Standing before them, I was struck again by the shared values between the two companies – a sentiment that was echoed back to me by those in the audience during the Q&A dialogue.  At the same time, it made me so proud of what we have accomplished together and how much more we can still accomplish as a part of Medtronic.
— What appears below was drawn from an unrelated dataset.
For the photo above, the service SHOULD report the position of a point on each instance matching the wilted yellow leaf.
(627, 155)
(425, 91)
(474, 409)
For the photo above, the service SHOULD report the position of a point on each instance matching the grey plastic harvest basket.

I know that you are all eager to learn more about the integration process and what happens next.  Integration planning began in earnest this week, and we have meetings with Medtronic team members later this week in Framingham and next week in Miami Lakes.  After that, we should have a better sense of integration activities.  We intend to stay connected with you and share updates as we can. 

Until then, we continue to have incredibly important work to be done, and I thank you for your continued dedication to delivering the highest-quality customer service and products for the patients who are relying on us.

Sincerely,

Doug
  
 
 

 
  
Notice to Investors
 
This communication is provided for informational purposes only and is neither an offer to purchase nor a solicitation of an offer to sell any securities of HeartWare.  The tender offer for the outstanding common stock of HeartWare has not yet commenced. Any offers to purchase or solicitation of offers to sell will be made only pursuant to the tender offer statement (including the offer to purchase, the letter of transmittal and other documents relating to the tender offer) which will be filed on Schedule TO by Medtronic with the U.S. Securities and Exchange Commission (SEC), and soon thereafter HeartWare will file a Solicitation / Recommendation Statement on Schedule 14D-9 with respect to the tender offer.  The Company’s stockholders are advised to read these documents and any other documents relating to the tender offer that will be filed with the SEC carefully and in their entirety because they contain important information.  HeartWare’s stockholders may obtain copies of these documents for free at the SEC’s website at www.sec.gov or by contacting HeartWare’s investor relations department at HeartWare International, Inc., 500 Old Connecticut Path, Framingham, MA 01701, Attention: Investor Relations.